Tibet’s government in exile is stepping up challenges to China’s claim of sovereignty over the Himalayan region in hopes of pushing Beijing to engage with it, the body’s leader has said.
While the India-based Central Tibetan Administration faces an uphill battle in persuading governments to question Tibet’s status, concerns about Chinese president Xi Jinping’s increasingly assertive international strategy and harsh policies in neighbouring Xinjiang and Hong Kong could fuel sympathy for the Tibetan complaints.
In an interview with the Financial Times, Penpa Tsering, who was elected Sikyong, or leader of the administration, by exiled Tibetans in 2021, said the group needed leverage against a Chinese state that was tightening political suppression in Tibet.
Penpa said this required emphasising Tibetan historic claims to independence, which had been downplayed since Tibet’s spiritual leader, the Dalai Lama, adopted a conciliatory “middle way” approach to Beijing in the 1980s.
“We thought it’s important to change our strategy to focus on the historical status, while being committed to the middle-way approach,” Penpa said. “We are bringing back the leverage. Otherwise, there’s no reason for China to come and talk to us.”
The Dalai Lama, who fled into exile in 1959 eight years after Chinese communist troops marched into Lhasa, has called for Tibet to be granted genuine autonomy within China rather than independence. He handed administrative and political power to the Central Tibetan Administration in 2011.
Beijing has accused the Dalai Lama of “engaging in anti-China separatist activities” and the Tibetan government in exile of being an “out-and-out separatist political group and illegal organisation in total violation of China’s constitution”. It asserts that Tibet has been part of China for centuries and its claim to the region is accepted internationally.

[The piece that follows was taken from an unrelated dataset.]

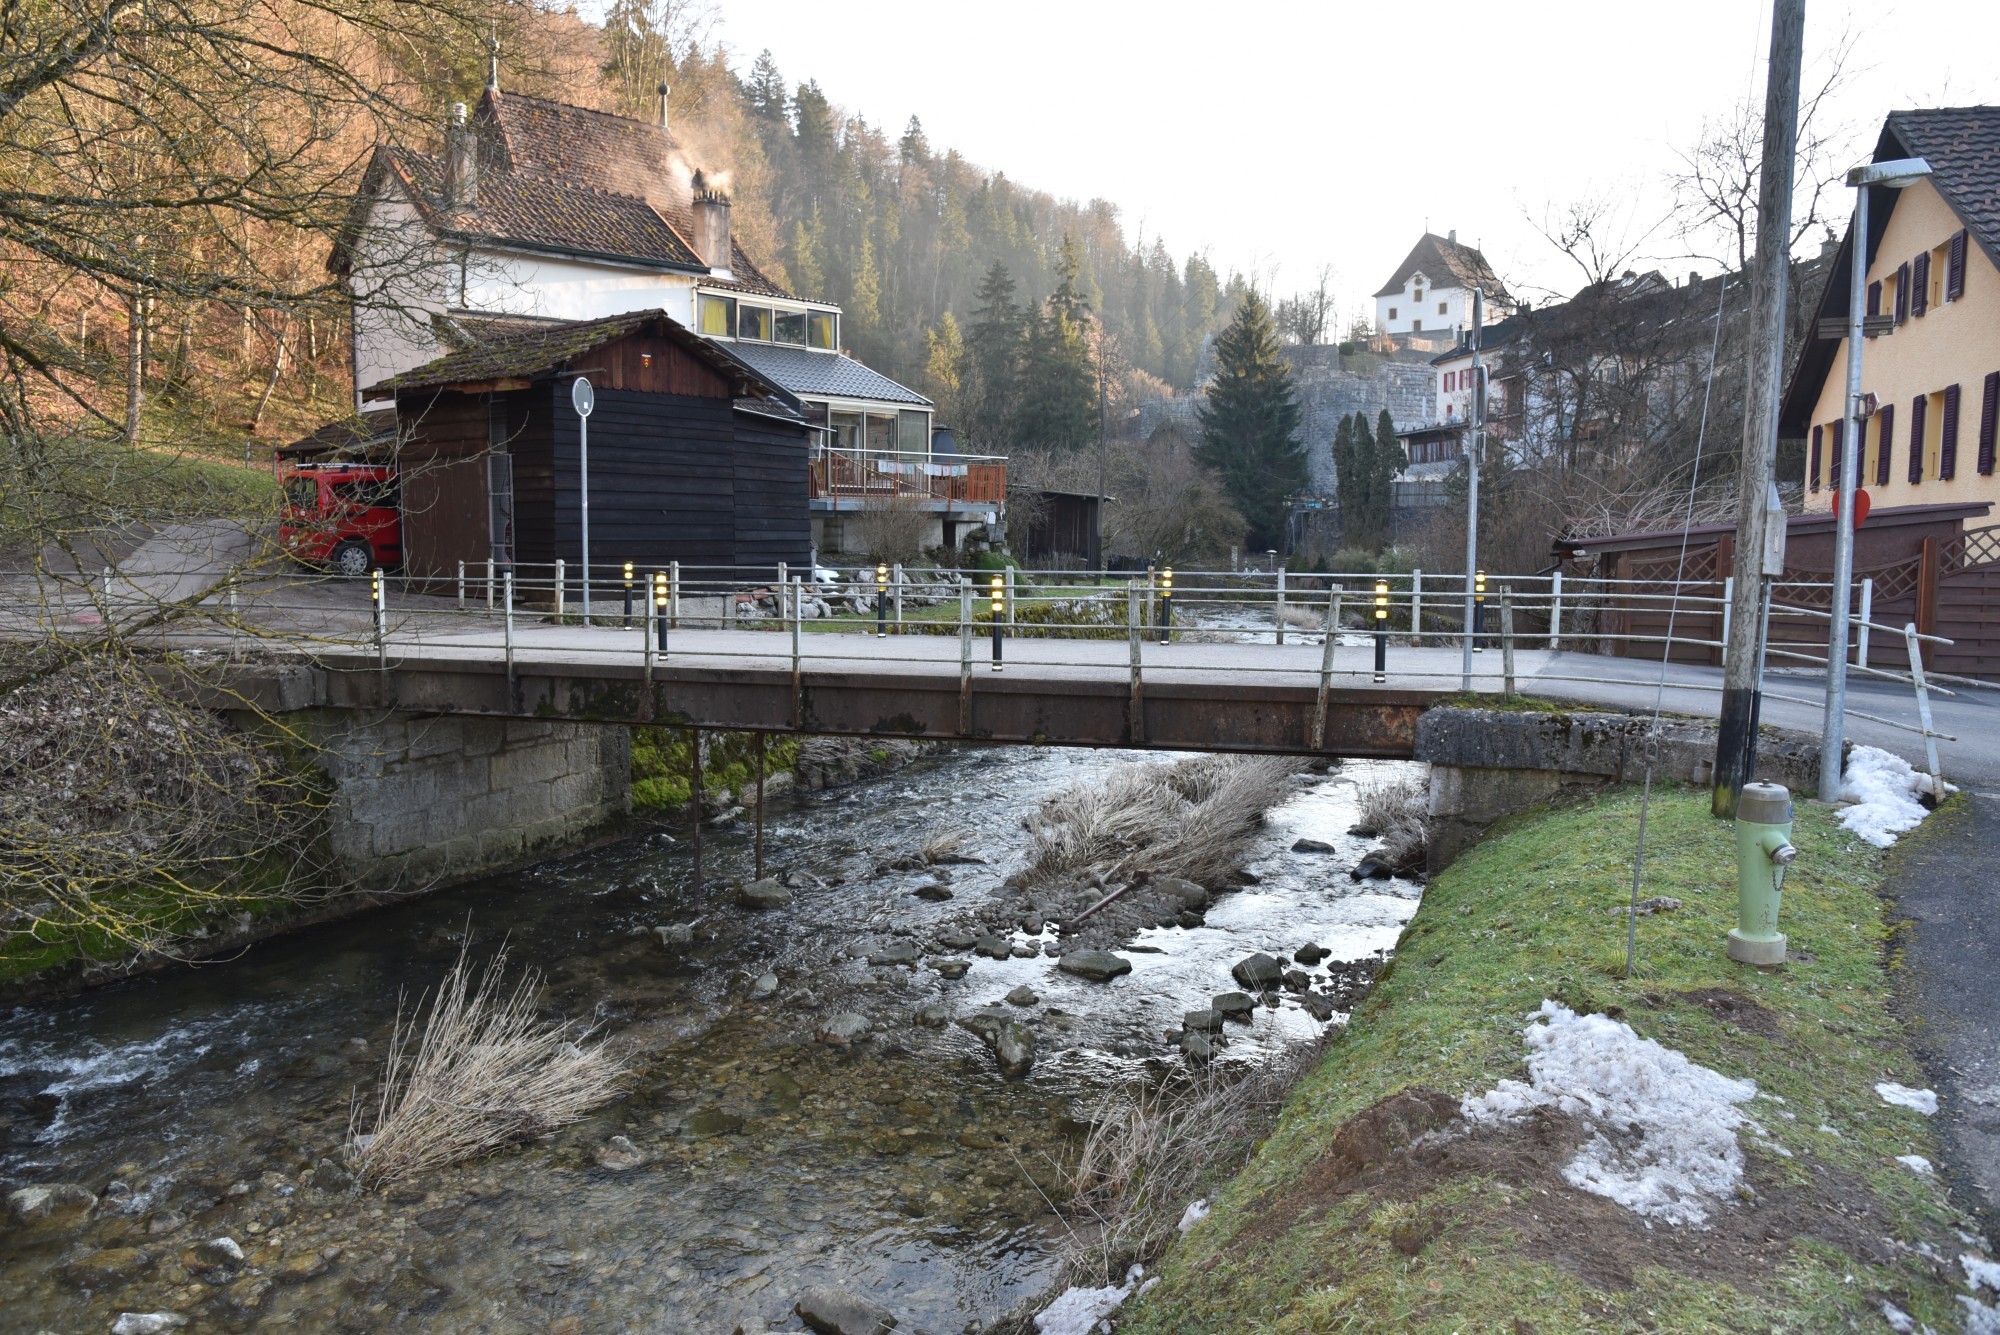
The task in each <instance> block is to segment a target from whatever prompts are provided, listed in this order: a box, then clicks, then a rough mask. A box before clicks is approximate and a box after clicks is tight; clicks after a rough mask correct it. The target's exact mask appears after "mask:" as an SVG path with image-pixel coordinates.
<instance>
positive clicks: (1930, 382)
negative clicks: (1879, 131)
mask: <svg viewBox="0 0 2000 1335" xmlns="http://www.w3.org/2000/svg"><path fill="white" fill-rule="evenodd" d="M1898 158H1924V160H1926V162H1928V164H1930V178H1928V180H1920V182H1916V184H1912V186H1906V188H1902V190H1890V188H1886V186H1872V188H1870V190H1872V194H1870V196H1868V236H1866V238H1856V236H1854V232H1852V228H1850V230H1848V236H1846V238H1844V240H1842V242H1840V250H1838V252H1836V256H1834V268H1832V276H1830V280H1828V284H1826V292H1824V296H1822V298H1820V304H1818V312H1816V314H1818V320H1816V324H1814V338H1812V342H1808V344H1806V350H1804V354H1802V356H1800V362H1798V370H1796V372H1794V374H1792V382H1790V386H1786V396H1784V412H1782V416H1780V434H1782V436H1786V438H1790V440H1806V510H1808V512H1814V510H1820V512H1824V510H1830V508H1832V500H1834V494H1836V492H1838V478H1840V472H1838V470H1840V464H1842V460H1848V462H1852V464H1856V466H1858V470H1860V474H1858V478H1856V482H1858V486H1862V488H1866V490H1868V494H1870V502H1872V504H1874V510H1876V514H1880V512H1882V510H1884V508H1904V506H1922V504H1964V502H2000V476H1996V472H1994V466H1996V460H1994V454H1996V450H1994V440H1996V434H2000V106H1954V108H1932V110H1918V112H1892V114H1890V116H1888V120H1886V122H1884V126H1882V136H1880V140H1878V142H1876V152H1874V160H1876V162H1890V160H1898ZM1856 264H1862V266H1864V272H1866V282H1868V288H1866V294H1868V296H1866V316H1868V320H1866V324H1864V346H1862V394H1864V396H1868V398H1872V400H1874V404H1876V410H1874V414H1872V416H1868V418H1866V420H1864V432H1862V438H1860V440H1854V438H1852V436H1854V432H1852V424H1850V422H1848V420H1846V418H1848V416H1850V410H1848V404H1846V366H1848V342H1846V320H1848V294H1850V282H1852V278H1850V276H1852V272H1854V266H1856Z"/></svg>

The government in exile says Tibet’s relationship with imperial Chinese dynasties fell well short of vassalhood, and the region was clearly independent before being forced to accept rule from Beijing in 1951.
The Sikyong, who was in Edinburgh as part of a trip to the UK, Norway and Denmark, said he was giving copies of books by non-Tibetan experts that made the case for the region’s historic independence to foreign ministry officials in the countries he visited.

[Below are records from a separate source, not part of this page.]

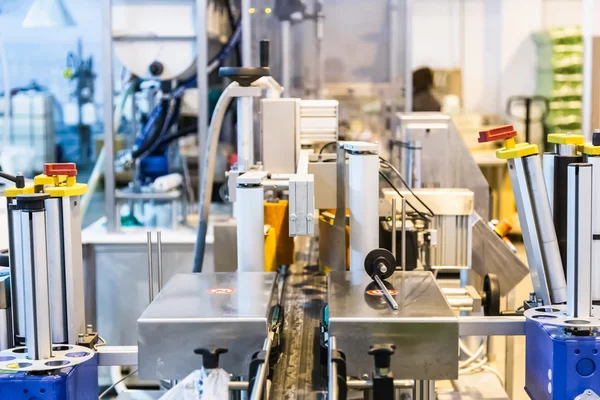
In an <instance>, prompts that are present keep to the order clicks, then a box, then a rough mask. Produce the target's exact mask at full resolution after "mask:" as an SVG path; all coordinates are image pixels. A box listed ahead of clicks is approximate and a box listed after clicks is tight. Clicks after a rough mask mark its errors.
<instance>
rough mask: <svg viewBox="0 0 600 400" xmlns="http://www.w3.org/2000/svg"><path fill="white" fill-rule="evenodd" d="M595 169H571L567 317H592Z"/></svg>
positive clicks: (567, 236) (568, 169)
mask: <svg viewBox="0 0 600 400" xmlns="http://www.w3.org/2000/svg"><path fill="white" fill-rule="evenodd" d="M592 173H593V171H592V165H591V164H582V163H577V164H571V165H569V167H568V190H569V196H568V201H567V205H568V207H567V210H568V211H567V218H568V224H567V228H568V229H567V237H568V243H567V244H568V245H567V282H568V283H567V294H568V298H567V313H568V314H569V315H570V316H572V317H575V318H577V317H582V318H589V317H591V315H592Z"/></svg>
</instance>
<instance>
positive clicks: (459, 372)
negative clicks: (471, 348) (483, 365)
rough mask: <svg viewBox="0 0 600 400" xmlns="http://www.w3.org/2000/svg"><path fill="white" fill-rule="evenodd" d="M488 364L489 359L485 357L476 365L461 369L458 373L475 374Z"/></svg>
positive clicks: (476, 362)
mask: <svg viewBox="0 0 600 400" xmlns="http://www.w3.org/2000/svg"><path fill="white" fill-rule="evenodd" d="M486 363H487V357H483V358H482V359H481V360H479V361H478V362H476V363H475V364H473V365H471V366H470V367H467V368H461V369H459V370H458V373H459V374H468V373H472V372H475V371H476V370H478V369H480V368H481V367H482V366H483V365H485V364H486Z"/></svg>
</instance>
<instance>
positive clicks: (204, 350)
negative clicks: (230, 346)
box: [194, 348, 229, 369]
mask: <svg viewBox="0 0 600 400" xmlns="http://www.w3.org/2000/svg"><path fill="white" fill-rule="evenodd" d="M228 351H229V350H227V349H223V348H216V349H214V350H211V349H207V348H200V349H196V350H194V354H200V355H201V356H202V367H204V368H206V369H215V368H219V356H220V355H221V354H225V353H227V352H228Z"/></svg>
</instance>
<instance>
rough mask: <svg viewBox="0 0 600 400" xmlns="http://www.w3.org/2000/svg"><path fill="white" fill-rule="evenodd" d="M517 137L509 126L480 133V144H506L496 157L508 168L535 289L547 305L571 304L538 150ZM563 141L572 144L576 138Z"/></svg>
mask: <svg viewBox="0 0 600 400" xmlns="http://www.w3.org/2000/svg"><path fill="white" fill-rule="evenodd" d="M515 136H517V132H516V130H515V128H514V127H513V126H512V125H507V126H503V127H499V128H495V129H491V130H487V131H482V132H479V140H478V141H479V143H486V142H492V141H497V140H503V141H504V147H503V148H502V149H499V150H497V151H496V157H498V158H500V159H504V160H506V162H507V164H508V171H509V174H510V180H511V183H512V186H513V191H514V195H515V202H516V203H517V211H518V213H519V221H520V223H521V229H522V231H523V241H524V242H525V250H526V252H527V260H528V262H529V269H530V272H531V280H532V282H533V288H534V290H535V292H536V294H537V296H538V298H539V299H541V300H542V301H543V303H544V304H546V305H549V304H557V303H564V302H565V301H566V300H567V290H566V279H565V273H564V270H563V265H562V261H561V257H560V251H559V248H558V240H557V238H556V231H555V229H554V224H553V220H552V212H551V209H550V200H549V198H548V192H547V191H546V185H545V183H544V175H543V173H542V163H541V159H540V155H539V151H538V147H537V146H536V145H532V144H529V143H519V144H517V143H516V141H515ZM557 139H558V138H557ZM560 140H562V141H563V142H565V143H566V144H570V143H569V142H570V141H572V138H560ZM554 189H555V191H556V190H557V189H556V188H554ZM555 206H556V204H555Z"/></svg>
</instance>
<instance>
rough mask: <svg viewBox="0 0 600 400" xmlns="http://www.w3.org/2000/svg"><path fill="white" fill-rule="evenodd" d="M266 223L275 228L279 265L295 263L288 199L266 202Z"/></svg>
mask: <svg viewBox="0 0 600 400" xmlns="http://www.w3.org/2000/svg"><path fill="white" fill-rule="evenodd" d="M264 209H265V225H270V226H271V228H274V229H275V237H276V241H277V245H276V254H275V261H276V263H277V265H291V264H293V263H294V238H293V237H290V225H289V204H288V201H287V200H279V201H277V202H268V201H265V203H264Z"/></svg>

“Since there is no counter-narrative to the Chinese historical narrative on Tibet, we’re losing the game,” Penpa said, adding that he was heartened by a bipartisan draft legislation introduced in the US Congress in February that asserted the legal status of Tibet “remains to be determined”.
Human rights groups have accused Beijing of imposing intense political control and surveillance on Tibet and undermining its indigenous culture and religion.
A group of UN experts last week said Chinese “labour transfer” and “vocational training” programmes in Tibet that reportedly involved hundreds of thousands of people were being used to undermine religious, linguistic and cultural identity and for political indoctrination.
China said the report was “completely unfounded”. “China’s Tibet Autonomous Region enjoys social stability, economic development, ethnic solidarity and religious harmony. People there lead a happy life,” said foreign ministry spokesperson Mao Ning.
Penpa said he was keenly aware of the importance of the Dalai Lama, a globally celebrated Nobel Peace Prize laureate, in maintaining international interest in Tibet’s plight.
Some of the Dalai Lama’s supporters were dismayed when video was widely shared on social media in April showing the 87-year-old monk kissing a young boy at a public event and telling him to “suck my tongue”.
The Dalai Lama has said he regrets the incident and has apologised for any hurt caused. Penpa accused “Chinese sources” of promoting a heavily edited clip of the encounter that had been misinterpreted by victims of sexual abuse and others.
“We have made the full video available for people to see and judge for themselves as to whether this is a grandfatherly love or lust,” he said. “His Holiness, being a monk, is oath-bound to celibacy and you know his whole life he has been teaching that sensorial pleasures are very temporary.”
As the Dalai Lama turns 88 this year, there are questions about his successor. According to Tibetan Buddhist beliefs, the souls of senior clerics such as the Dalai Lama and the second-ranking Panchen Lama are reborn after their deaths, and the resulting “soul boy” can be found through interpretation of arcane signs.
The Dalai Lama said in 2011 that he would consult senior lamas, the Tibetan public and other followers when he was “about 90” on whether he should be reincarnated. Penpa said the government in exile’s department of religion would gather resolutions passed by groups and associations on the issue to present to the Dalai Lama.
China’s avowedly atheist Communist leaders are determined to control the process of selection of a successor to the Dalai Lama, but Penpa said even the government in exile could have no role.
“The reincarnation of His Holiness lies entirely with His Holiness because it’s him who is going to be reborn,” he said.